RU2210596C2 - Method of synthesis of cefazolin - Google Patents

Abstract

FIELD: antibiotics, microbiology. SUBSTANCE: invention relates to production of cefazolin relating to semisynthetic antibiotic of cephalosporin order. Method involves acylation of 3-mehylmercapto-(5-methyl-1,3,4-thiadiazolyl-2-yl)-7- aminocephalosporanic acid with tetrazole-1-acetic acid esters in an aqueous medium in the presence of immobilized enzyme from E. coli followed by fractional precipitation of 3-methylmercapto-(5-methyl-1,3,4-thiadiazolyl-2-yl)-7-aminocephalosporanic acid and cefazolin and by recycling of 3-methylmarcapto-(5-methyl-1,3,4-thiadiazolyl-2-yl)-7-aminocephalosporanic acid. Acylation is carried out at temperature 10-30 C and pH gradient 7.8-6.2 using 3-methylmercapto-(5-methyl-1,3,4-thiadiazolyl-2-yl)-7- aminocephalosporanic acid in the initial concentration 20-40 g/l and the excess of tetrazole-1-acetic acid = (1.5-4) : 1. Polyenzyme complex of peptide hydrolases from the E. coli strain FU-99-S with predominant content of cefazolin synthetase with activity ≥ 300 mcmole/g x min by cefazolin synthesis and ratio above 8:1 by synthesis and hydrolysis of cefazolin is used as a biocatalyst immobilized in polyacrylamide gel as biomass cells of producer of cefazolin synthetase or enzyme isolated from biomass cells. Method provides the enhancement of output, effectiveness and quality of the end product. EFFECT: improved method of synthesis. 5 cl, 3 tbl, 7 ex

Description

 The invention relates to the field of production of drugs, namely the production of cefazolin, a representative of the group of effective semi-synthetic cephalosporin antibiotics.

 Known methods for producing cefazolin by anylation of 3-methylmercapto- (5-methyl-1,3,4-thiadiazolyl-2-yl) -7-aminocephalosporanic acid (MMTD-7-ACA) with tetrazole-1-acetic acid esters (ETZUK) using as biocatalysts (BC) (enzymes from E. coli (see USSR author's certificate 1835827, 1990 [1] and USSR author's certificate 1817473, 1990 [2]) and fungus culture Arthrobacter viscosous sp. nov. (see Japan patent 54 -59397, 1979) [3].

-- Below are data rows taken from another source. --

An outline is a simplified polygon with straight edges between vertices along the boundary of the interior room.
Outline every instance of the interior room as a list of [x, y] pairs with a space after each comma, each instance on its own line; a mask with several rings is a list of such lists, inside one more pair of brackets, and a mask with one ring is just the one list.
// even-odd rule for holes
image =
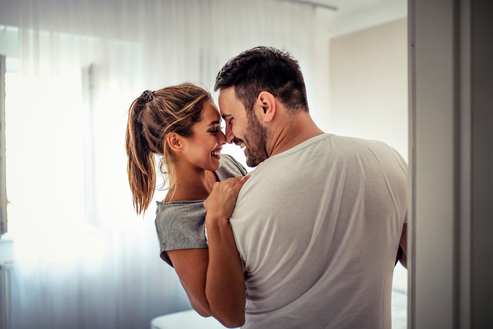
[[[165, 199], [167, 193], [162, 178], [148, 208], [136, 213], [127, 176], [125, 132], [129, 107], [142, 90], [189, 82], [206, 88], [217, 104], [214, 87], [218, 72], [230, 59], [254, 47], [287, 51], [298, 61], [310, 115], [322, 131], [384, 142], [410, 164], [410, 177], [421, 177], [411, 173], [417, 175], [416, 168], [424, 167], [416, 161], [424, 161], [428, 153], [416, 155], [413, 148], [424, 140], [416, 139], [416, 127], [421, 136], [432, 136], [433, 129], [420, 130], [422, 122], [412, 115], [421, 113], [416, 100], [421, 94], [410, 91], [421, 90], [415, 84], [421, 80], [413, 74], [426, 70], [417, 65], [418, 70], [409, 70], [410, 63], [424, 63], [413, 59], [421, 58], [412, 57], [419, 53], [414, 54], [408, 45], [409, 38], [415, 37], [410, 27], [424, 26], [418, 25], [419, 15], [425, 16], [422, 13], [426, 11], [424, 6], [413, 5], [406, 0], [2, 1], [4, 140], [0, 138], [0, 144], [4, 142], [5, 153], [0, 197], [5, 199], [1, 211], [6, 219], [0, 237], [0, 329], [224, 328], [192, 309], [175, 270], [160, 258], [154, 219], [156, 201]], [[437, 12], [440, 5], [434, 7]], [[479, 10], [475, 8], [470, 15]], [[457, 6], [453, 9], [462, 12]], [[418, 21], [410, 21], [411, 10]], [[444, 24], [453, 27], [456, 23]], [[424, 35], [416, 31], [416, 35]], [[449, 48], [460, 53], [458, 48]], [[461, 67], [454, 66], [453, 71]], [[459, 82], [454, 86], [463, 88]], [[451, 99], [460, 103], [454, 97]], [[413, 112], [415, 108], [417, 112]], [[454, 107], [454, 113], [459, 113], [459, 108]], [[454, 120], [450, 125], [453, 128], [462, 122]], [[453, 129], [451, 135], [459, 133]], [[458, 145], [461, 138], [449, 139]], [[433, 145], [435, 150], [445, 149]], [[243, 150], [234, 144], [224, 145], [222, 152], [249, 171], [254, 169], [247, 167]], [[462, 154], [457, 152], [454, 154]], [[451, 174], [454, 182], [460, 180], [459, 169]], [[419, 189], [424, 189], [421, 183], [416, 184], [408, 191], [424, 191]], [[458, 191], [466, 185], [450, 186]], [[490, 193], [491, 186], [485, 187]], [[418, 199], [413, 193], [409, 199]], [[462, 197], [457, 196], [458, 192], [454, 195]], [[453, 213], [462, 213], [453, 205], [457, 202], [451, 202]], [[410, 209], [415, 210], [421, 203], [416, 204]], [[422, 223], [422, 213], [415, 210], [408, 222]], [[462, 227], [459, 217], [454, 217], [459, 218], [454, 227]], [[432, 239], [421, 233], [427, 229], [425, 226], [408, 233], [415, 255], [408, 256], [409, 266], [418, 266], [428, 257], [421, 255], [429, 253], [416, 249], [417, 238], [422, 246]], [[465, 248], [463, 238], [457, 242], [463, 230], [457, 230], [450, 233], [449, 249], [456, 250], [453, 255]], [[451, 257], [443, 262], [452, 264], [449, 267], [454, 273], [465, 268], [460, 264], [463, 259]], [[443, 264], [435, 261], [423, 263], [429, 264], [431, 271], [433, 264]], [[474, 270], [482, 271], [478, 266]], [[427, 286], [427, 279], [421, 279], [426, 277], [419, 271], [422, 268], [410, 269], [414, 276], [410, 276], [408, 284], [408, 270], [398, 262], [395, 266], [393, 328], [438, 323], [430, 320], [432, 315], [419, 317], [416, 301], [424, 299], [420, 294]], [[464, 286], [469, 287], [463, 275], [454, 277], [454, 282], [466, 280]], [[461, 283], [454, 284], [443, 289], [471, 293], [460, 290]], [[414, 296], [408, 296], [408, 286]], [[491, 283], [487, 288], [486, 295]], [[453, 295], [456, 301], [450, 309], [455, 311], [447, 309], [446, 314], [452, 322], [475, 323], [474, 316], [461, 316], [461, 320], [452, 315], [469, 314], [471, 309], [461, 308], [460, 301], [466, 299], [459, 295]], [[471, 300], [474, 298], [479, 302], [491, 299], [480, 296]], [[468, 326], [454, 328], [488, 328]]]

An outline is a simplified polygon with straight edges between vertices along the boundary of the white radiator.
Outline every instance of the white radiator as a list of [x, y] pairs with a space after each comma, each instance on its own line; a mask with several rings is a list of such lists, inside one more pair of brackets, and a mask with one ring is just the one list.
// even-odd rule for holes
[[12, 261], [0, 263], [0, 329], [10, 329], [13, 270]]

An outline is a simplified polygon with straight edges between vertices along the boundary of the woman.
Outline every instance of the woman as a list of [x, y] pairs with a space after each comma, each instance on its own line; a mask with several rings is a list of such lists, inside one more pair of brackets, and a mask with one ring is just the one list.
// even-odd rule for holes
[[155, 189], [154, 155], [162, 157], [169, 187], [156, 211], [161, 258], [175, 268], [199, 314], [235, 328], [245, 323], [245, 285], [228, 220], [249, 176], [221, 155], [221, 121], [210, 94], [193, 84], [144, 92], [129, 111], [127, 172], [140, 214]]

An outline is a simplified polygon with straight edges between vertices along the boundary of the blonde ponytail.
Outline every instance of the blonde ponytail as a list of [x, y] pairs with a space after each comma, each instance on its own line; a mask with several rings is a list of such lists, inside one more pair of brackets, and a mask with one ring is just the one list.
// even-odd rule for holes
[[168, 183], [171, 199], [176, 179], [173, 151], [166, 141], [173, 132], [188, 138], [192, 126], [200, 121], [204, 103], [211, 94], [191, 83], [168, 87], [142, 93], [129, 109], [125, 138], [128, 160], [127, 173], [132, 191], [134, 208], [138, 214], [149, 206], [156, 189], [154, 154], [162, 157], [159, 167]]

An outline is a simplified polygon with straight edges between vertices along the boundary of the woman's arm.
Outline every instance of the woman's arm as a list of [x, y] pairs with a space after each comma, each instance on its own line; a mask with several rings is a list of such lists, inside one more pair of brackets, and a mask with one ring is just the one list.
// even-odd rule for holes
[[216, 183], [204, 202], [208, 250], [167, 252], [194, 309], [229, 328], [245, 323], [245, 278], [229, 218], [248, 177]]
[[167, 252], [192, 307], [202, 316], [211, 316], [205, 295], [209, 250], [205, 248], [179, 249]]
[[402, 248], [402, 256], [399, 261], [406, 268], [407, 268], [407, 223], [405, 223], [402, 227], [402, 233], [401, 234], [399, 245]]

 The analysis of the known method [3] indicates that the enzyme used in this method is not covalently bound to the carrier, which leads to leaching of the enzyme into the reaction mass, and, consequently, to loss of BK activity and contamination of the final product with protein impurities. Indeed, the method [3] provides a rather complicated scheme for the purification of cefazolin: after separation of the BA, the filtrate is passed through a column with a nonionic sorbent, then the eluate is subjected to film chromatography on silica gel, treated with activated carbon, and the solution thus purified is evaporated to precipitate cefazolin. The disadvantage of this method is the process at non-optimal for the synthesis of cefazolin pH values of 7.3-7.8.

 According to the method [2], a nonionic sorbent in combination with anion exchange resin is also used to extract cefazolin from the reaction mass. The synthesis of cefazolin is carried out in a continuous mode with the withdrawal of the solution from the bioreactor and its recycling through a system of series-connected columns filled with sorbents saturated with the original key amino acid (CA). The disadvantage of this method, in addition to the complex scheme of the process, is the low productivity of the process, due to the irrational choice of the initial concentrations of the reagents.

 As a prototype of the selected method [1], as the most technologically advanced and superior in efficiency to other known methods. It was also taken into account the fact that it uses an enzyme from the same family of microorganisms as in the claimed invention. According to the prototype method, immobilized penicillin amidase from E. coli (K.F.3.5.1.11) with a ratio of the activity of the synthesis and hydrolysis of cefazolin of 8: 1 is used for acylation. The degree of biotransformation of MMTD-7-ACC to cefazolin is 80-82%. After synthesis, the components of the reaction mixture are separated by fractional precipitation, and MMTD-7-ACC is used for repeated acylation. The degree of spacecraft utilization is 88%, which corresponds to a consumption coefficient of 0.86 kg / kg cefazolin. The content of the main substance in the product is not less than 95%.

This method has the following disadvantages:
- Low productivity of the process due to the low initial concentration of MMTD-7-ACC (6 g / l according to the examples). The synthesis begins with incomplete dissolution of the CA at a pH of 6.2.

- The use of BC with activity on the synthesis of cefazolin 200 ± 50 μmol / g • min leads to the need for a reaction at a temperature of 40 ^o C, which leads to a deterioration in the quality of the product due to the hydrolysis of MMTD-7-ACC and cefazolin C3 connection.

 The technical problem that the claimed invention solves is to increase the productivity and overall efficiency of the cefazolin production process, as well as to improve the quality of the final product.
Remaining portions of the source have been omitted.